For the change to take effect, it will have to be endorsed by 87 of the denomination’s 173 presbyteries by mid-May.

Currently the national tally is 46 presbyteries against the change and 36 for it. The odds are against passage, but it is expected to be much closer than a similar ratification effort in 2002.

Meanwhile, the largest Presbyterian church in Arkansas isn’t waiting for permission.

Little Rock’s Second Presbyterian Church elected Michael Upson as a deacon, along with several other deacons. Upson is openly gay, and has been in a relationship with another man for over twenty years.

Council of Churches Ad

Timothy Kincaid

October 27th, 2008

The Santa Clara County Council of Churches is so committed to the Christian principle of justice and compassion that they ran a full page ad in the San Jose Mercury News giving their brothers, sisters, neighbors, and parishioners the following message:

As people of faith,
We believe that all people are made in the image of God.
We believe in loving, faithful and committed relationships.
We affirm everyone’s right to the freedom to marry.
We urge you to..
Don’t eliminate marriage for anyone.

The ad was signed by 23 member churches. There is also an accompanying videowith statements from ministers from Unitarian Universalist, Disciples of Christ, MCC, Baptist, Presbyterian, Methodist and Jewish congregations. The Council is also running phone banks for No on 8 out of local churches.

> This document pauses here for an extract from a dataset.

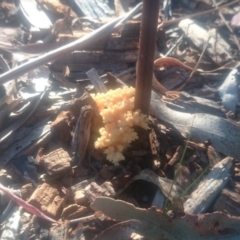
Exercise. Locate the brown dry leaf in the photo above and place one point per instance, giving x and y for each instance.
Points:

Too often anti-gay activists coopt the name Christian or Religion in the same way they seek to control the word Marriage. It is encouraging to see people of faith willing to stand up for principles that are inclusive and based on love, compassion, and a deep desire to treat their neighbor as they want to be treated and declare to the world that neither faith nor Christianity is any barrier to equality and decency.

PCUSA Continues to Walk a Fine Line

Timothy Kincaid

October 3rd, 2008

A Presbyterian court has found that a pastor accused of violating church law by conducting a marriage between two women was not guilty (Pittsburgh Post-Gazette)

A church court of Pittsburgh Presbytery ruled 9-0 that the Rev. Janet Edwards did not violate scripture or the constitution of the Presbyterian Church (USA) when she conducted what she has always said was the marriage of two women in 2005.

However, their decision appears to be based on creative reasoning and a desire to be two opposite things at once – one dictated by policy, one by an urge towards decency.

Since church and state define marriage as between a man and a woman, she cannot have done what she was accused of, the court ruled yesterday.

“It can’t be an offense to the constitution to attempt to do the impossible,” said the decision, read by the Rev. Stewart Pollock, chairman of the Permanent Judicial Commission of Pittsburgh Presbytery.

Even the prosecution appeared to be going through the motions, calling only one witness.

That no one seems scandalized by the decision and because the process seems more of a formality than a battle, I have hopes that the PCUSA is moving ever closer to full inclusion of their gay and lesbian members into the life of the church.